3. Do you know your competition?
4. What is the acquisition strategy?
If you feel that you have solid answers to these four questions, then you are well on your way to increasing the success of your pursuit. Now let's move on to the real purpose of this blogpost...to answer the question. What are the first three things you need to do once an opportunity has been identified?
1. Get the team together and establish the cadence of your proposal cycle. Get your proposal manager involved quickly. Find out what you need to effectively deliver a winning proposal.
2. Establish a winning theme: This is where your capture manager shines. Your capture plan should be able to supply the strategy based on the things we discussed before….
a. Do you know the customer? Have you done your research to understand the mission of the agency or office and how your solution will fit.

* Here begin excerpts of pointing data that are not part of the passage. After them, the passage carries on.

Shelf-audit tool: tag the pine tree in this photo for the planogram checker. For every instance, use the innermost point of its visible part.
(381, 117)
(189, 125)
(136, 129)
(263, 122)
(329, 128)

b. Does the customer know you?
c. Do you know your competition?
d. What is the acquisition strategy?
The capture management team will be able to develop a theme that emphasizes your strengths, mitigate your weaknesses, highlight your competitors weaknesses and downplay your competitors strengths.
3. Get executive buy-in (if you need it) and then execute! There is nothing worse than getting deep into a procurement cycle where you have spent time and effort into capture and proposal planning and technical writing only to find out that what you are going after doesn’t have the support of leadership or is in a direction contrary to corporate strategy.
You need business development intelligence to understand what is coming down the line. You need capture management strategies that help you synthesize what you know about your organization and your customer and provide some of (if not most of) the content and relevancy about the proposal. And you must have a proposal management function, or cycle, or system that actively manages the day- to-day calendar of deliverables and reviews necessary to meet the customer’s deadlines and produce a high-quality winning proposal.
You don’t necessarily have to have personnel in-house in all of these roles to be successful, but it certainly helps to be able to segment responsibilities across the full spectrum of federal business development. What you do need to have….what you must have to be more successful in pursuits...is a well-reasoned approach that incorporates aspects of what we’ve discussed.